Based on research that I wrote up in an article last year, my conclusion is that hitting the debt ceiling is not, by itself, a violation of Section 4. Why? Consider a hypothetical. Suppose we hit the ceiling and bond payments are suspended. A week later, the ceiling is lifted and Congress provides that the bond holders will be made whole for the missed payments. In that case, I would argue that the public debt has not been questioned in a substantial way and no constitutional violation has occurred.
Why do I add the qualification "in a substantial way?" Because in the years after Section 4 was ratified, Congress made changes to the value of the currency. (Paper money, gold and silver money, just a gold standard.) All of these reforms changed the value of our debts (sometimes to the detriment of the bond holder). Nobody thought, though, that this raised a Section 4 problem. From this, I glean that only a significant or substantial reduction in debt validity is a constitutional violation, not just any modification or reduction.
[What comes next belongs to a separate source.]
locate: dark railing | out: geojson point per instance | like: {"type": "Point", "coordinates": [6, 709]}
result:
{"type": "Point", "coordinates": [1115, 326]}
Of course, it is possible that hitting the debt ceiling could, combined with other factors, present a different situation. If Congress made clear that the bond holders would not be made whole for any suspension, that would raise serious Section 4 questions. Or a suspension that dragged on for months might cross the line. But on Day One or Day 6, the President would not, in my view, be authorized to do anything because the Constitution would not be infringed.